Sobre el arte como creación o como enredo
Una vez más, Madrid acoge Arco, la Feria de Arte más importante de España. No se trata de una exposición, ni las obras que se pueden observar corresponden a una corriente artística determinada. Es un mercado, en el que varios galeristas ofrecen obras para que, sobre todo, los nuevos ricos y los despistados puedan decorar sus salones con piezas singulares.

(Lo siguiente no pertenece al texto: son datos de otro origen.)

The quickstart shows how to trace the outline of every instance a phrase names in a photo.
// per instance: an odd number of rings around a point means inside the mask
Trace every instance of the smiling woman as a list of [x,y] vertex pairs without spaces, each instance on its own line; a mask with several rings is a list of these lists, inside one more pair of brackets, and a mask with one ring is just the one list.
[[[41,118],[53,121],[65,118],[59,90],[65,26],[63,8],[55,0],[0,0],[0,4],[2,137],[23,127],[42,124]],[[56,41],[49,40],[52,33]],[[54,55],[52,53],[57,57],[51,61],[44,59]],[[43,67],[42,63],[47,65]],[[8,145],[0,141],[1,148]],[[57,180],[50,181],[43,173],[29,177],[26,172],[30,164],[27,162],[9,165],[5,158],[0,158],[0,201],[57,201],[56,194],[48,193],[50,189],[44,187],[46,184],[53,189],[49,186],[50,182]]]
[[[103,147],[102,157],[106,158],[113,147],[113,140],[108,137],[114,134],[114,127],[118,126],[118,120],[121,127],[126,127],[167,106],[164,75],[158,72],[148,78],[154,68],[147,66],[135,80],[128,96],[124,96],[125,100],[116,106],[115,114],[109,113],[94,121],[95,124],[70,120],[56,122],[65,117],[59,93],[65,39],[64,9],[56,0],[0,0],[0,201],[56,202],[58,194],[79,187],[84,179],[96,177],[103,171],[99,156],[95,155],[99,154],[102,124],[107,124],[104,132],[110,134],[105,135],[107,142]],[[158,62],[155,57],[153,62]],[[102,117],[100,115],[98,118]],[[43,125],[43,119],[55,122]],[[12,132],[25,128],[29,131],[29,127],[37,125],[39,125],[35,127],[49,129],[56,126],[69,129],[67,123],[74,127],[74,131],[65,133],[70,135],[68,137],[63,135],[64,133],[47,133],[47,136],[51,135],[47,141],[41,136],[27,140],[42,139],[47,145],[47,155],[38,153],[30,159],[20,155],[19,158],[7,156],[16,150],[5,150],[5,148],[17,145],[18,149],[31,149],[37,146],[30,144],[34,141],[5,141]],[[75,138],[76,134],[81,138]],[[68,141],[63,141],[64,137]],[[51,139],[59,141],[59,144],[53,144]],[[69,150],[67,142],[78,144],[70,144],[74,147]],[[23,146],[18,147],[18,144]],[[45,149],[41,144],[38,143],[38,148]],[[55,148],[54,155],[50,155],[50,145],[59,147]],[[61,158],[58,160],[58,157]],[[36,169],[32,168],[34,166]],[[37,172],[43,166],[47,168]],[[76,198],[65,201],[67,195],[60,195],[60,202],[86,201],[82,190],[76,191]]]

La elección es, desde luego, muy complicada. No podrá tomar la decisión de comprar un hermoso candelabro hebreo montado sobre una metralleta Uzi, obra del genial provocador Eugenio Merino, porque ya fue adquirida, según su autor, por una compradora belga, al simbólico precio de 45.000 euros. Pero puede hacerse con una escultura en poliuretano, que representa una pirámide humana, a tamaño natural, formada por tres devotos en oración, puestos uno encima del otro: musulmán, cristiano y judío ortodoxo.
El tamaño de las obras y el vacío en rededor parece importante para los 200 galeristas que exponen sus mejores bazas en esta feria de las vanidades de los compradores. Hay poco arte, entendido en el sentido tradicional -si es que puede admitirse esta expresión sin entrar en complejas explicaciones- y bastante enredo, es decir, obras sin mensaje trascendente, preparadas para provocar sentimientos de corta duración: asombro, asco, repulsa, inquietud.
No es difícil vaticinar que una buena parte de esas obras, a pesar de su precio -que no de su valor-, acabarán en la hoguera, más bien pronto que tarde.
Porque el arte no consiste en la perfección formal, hoy muy fácil de conseguir con ordenadores, programas de simulación y materiales muy dúctiles, sino, y sobre todo, en conseguir que su mensaje no se agote con el tiempo, lo trascienda, lo supere. Para ello, hay que expresar o intentar expresar algo que admita interpretaciones atemporales. Hay que saber crear para emocionar. Incluso, desde luego, para inquietar.
Puede comparar el visitante el autorretrato de Francis Bacon (realizado en 1987), por ejemplo, con la escultura de Enrique Marty (Curatadeus). Ambas son desagradables, hiperrealistas, inquietantes. Nos arriesgamos a decir que una de ellas superará el paso del tiempo; dejamos al lector adivinar cuál.
La culpa, si el lector está de acuerdo con la solución a este aparente dilema, no la tiene Marty, uno de los mejores artistas plásticos españoles, sino la capacidad de selección ejercida para sus obras, determinada por el propósito adivinable en su galerista y que encontramos ajena a los móviles genuinos del arte.